But the longtime volunteer firefighter did it anyway - and now a judge has ruled that he died in the line of duty and that his relatives are eligible for a $250,000 death benefit for public safety officers killed on the job.

In a ruling Wednesday, Federal Court of Claims Judge Marian Blank Horn called the Justice Department's decision to deny the family a benefit payment "arbitrary."

The Justice Department said that Winuk didn't qualify because he had let his full-duty status in the Jericho Volunteer Fire Department on Long Island lapse in 1998. The benefit, the department said, was intended for active duty personnel only.

The 40-year-old lawyer perished in the twin towers' collapse after rushing to ground zero from his downtown office to aid victims of the terror attacks.

Horn wrote that Winuk's duty status on Sept. 11 should have been clear: He had decades of experience as a firefighter, and he was wearing surgical gloves and a stethoscope when he died. Jericho's fire chief certified after Winuk's death that he was representing the department.

"That should have been the end of it," Horn wrote.

To clarify the point further, state lawmakers passed a statute declaring that Winuk died in the line of duty, and New York City's former fire commissioner wrote a letter to the Justice Department calling Winuk "a true fireman" whose help was needed.

Winuk's brother, Jay, said the family was hopeful there would be no appeal.
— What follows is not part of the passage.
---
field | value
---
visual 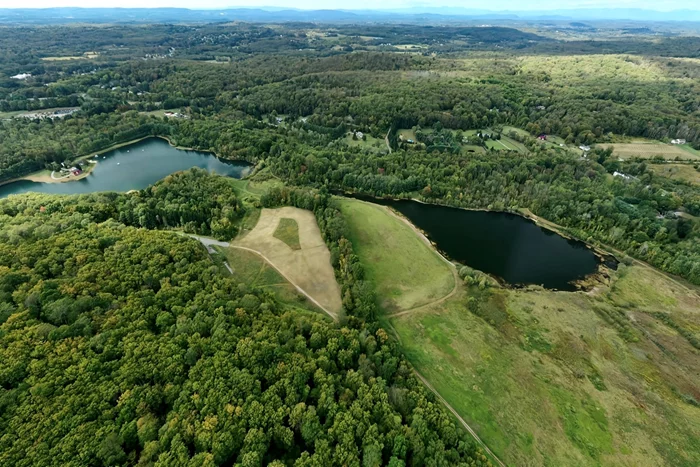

He said the case was about more than $250,000.

"What matters is that, for the first time, we are able to say that the United States of America recognizes Glenn Winuk's line of duty status," Jay Winuk said Friday. "That means a great deal to our family, when you consider what happened here."

Justice department officials did not immediately return calls seeking comment.

Like other families who lost relatives at the World Trade Center, Glenn Winuk's parents received a sizable payment from the federal Victims' Compensation Fund. The dispute involved a separate benefit under a law that provides a one-time payment to the families of slain police, firefighters and government rescue workers.